ストーリーを書き出してみると、アクション映画としてはプレーンな展開。また、劇中で挿入されるアクションシーンもそこそこお金が掛けられており、なかなか見ごたえがあります。
しかぁし!そういった本作の順当な魅力(?)をかき消してしまうのが、次々に登場するトンデモ日本要素。国が違うので多少の認識が異なるのは仕方ないことですが、それを抜きにしても「なんだこれ!?」となる描写が多数登場します。
書き出してみるだけでも…
・リトルトーキョーにあるクラブの名前が「盆栽クラブ」で、なぜか女体盛りが振る舞われている
・メインヒロインが明らかに日本人っぽくない(演じるティア・カレルは東南アジア系)
・アジア系の登場人物がミスなどをした時、みんな隙あらば切腹しようとする
・「鉄の爪」のヨシダたちの通う銭湯の水深が、異常に深い(競泳用プールレベル)
・「野郎ども、アイツら地獄行きだぞ!」の英訳が「Heavy metal Sushi!」
・中盤。ケナー刑事が建てたという日本家屋が出てくるが、外観は武家屋敷と寺社建築の折衷で、中は戦国時代あたりの一般住居。風呂は五右衛門風呂と時代がメチャクチャ
・意を決して戦いに向かうケナー刑事の格好は、陣羽織のような法被に「闘魂」と書かれた日の丸鉢巻き
・ラストの戦闘シーンは街の祭りの最中展開されるが、演出や登場人物の会話やから考えるに、明らかに中国の春節のこと
…と、リトルトーキョーを舞台にしてる癖に、「日本文化どころかリトルトーキョーすら全く取材してないんじゃないか」レベルのグチャグチャっぷりが見られます。

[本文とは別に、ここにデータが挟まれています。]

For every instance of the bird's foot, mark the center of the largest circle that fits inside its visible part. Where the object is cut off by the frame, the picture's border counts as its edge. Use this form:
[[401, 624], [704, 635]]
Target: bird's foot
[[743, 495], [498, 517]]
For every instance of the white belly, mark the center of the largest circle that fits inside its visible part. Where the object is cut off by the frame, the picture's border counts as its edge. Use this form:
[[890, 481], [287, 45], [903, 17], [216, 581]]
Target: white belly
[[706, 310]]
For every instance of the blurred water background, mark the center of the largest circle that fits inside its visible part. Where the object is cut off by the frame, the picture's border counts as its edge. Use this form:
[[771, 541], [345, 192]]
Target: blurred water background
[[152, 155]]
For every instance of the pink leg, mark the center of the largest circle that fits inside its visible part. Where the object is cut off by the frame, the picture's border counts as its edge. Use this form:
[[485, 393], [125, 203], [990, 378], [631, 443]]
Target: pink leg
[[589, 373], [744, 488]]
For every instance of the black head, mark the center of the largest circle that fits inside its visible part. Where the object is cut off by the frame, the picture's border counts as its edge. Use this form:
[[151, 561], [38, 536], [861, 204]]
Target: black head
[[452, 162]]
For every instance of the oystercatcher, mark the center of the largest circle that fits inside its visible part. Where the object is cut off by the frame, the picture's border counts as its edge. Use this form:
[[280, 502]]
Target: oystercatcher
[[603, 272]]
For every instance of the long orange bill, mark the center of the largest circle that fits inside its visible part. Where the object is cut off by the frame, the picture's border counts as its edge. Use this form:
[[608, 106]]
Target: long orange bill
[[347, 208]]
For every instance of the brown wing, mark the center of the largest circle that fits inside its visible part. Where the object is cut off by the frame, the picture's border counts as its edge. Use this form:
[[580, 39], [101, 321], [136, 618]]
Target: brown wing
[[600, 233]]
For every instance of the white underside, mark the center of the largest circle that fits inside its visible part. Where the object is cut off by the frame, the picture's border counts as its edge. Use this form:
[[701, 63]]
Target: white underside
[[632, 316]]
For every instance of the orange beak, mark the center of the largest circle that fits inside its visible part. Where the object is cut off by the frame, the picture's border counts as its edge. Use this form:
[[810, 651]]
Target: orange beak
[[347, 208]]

しかも、欧米特有のナチュラルにアジアを見下してるような発言も散見。あのワーナーブラザーズが作ったとは思えないくらいの映画です。これが1960年代あたりとかならまだわからなくもないけど、1990年代だからなぁ…。バブル景気により日本の影響力がアメリカ内でも強まっていたとはいえ、まだアメリカにとっては、同時期の日本における中国みたいな、「名前はよく耳にするけど文化面はよくわからない国」って感じの認識だったのでしょうか。
はき違えた日本文化のせいで、超ハチャメチャ作品っぽくなった『リトルトウキョー殺人課』。
しかし、アクション映画としてはそこそこの完成度を誇っているので、エンタメ作品としては十分に楽しめる仕上がりになっているので、観る価値はある作品…ですよ。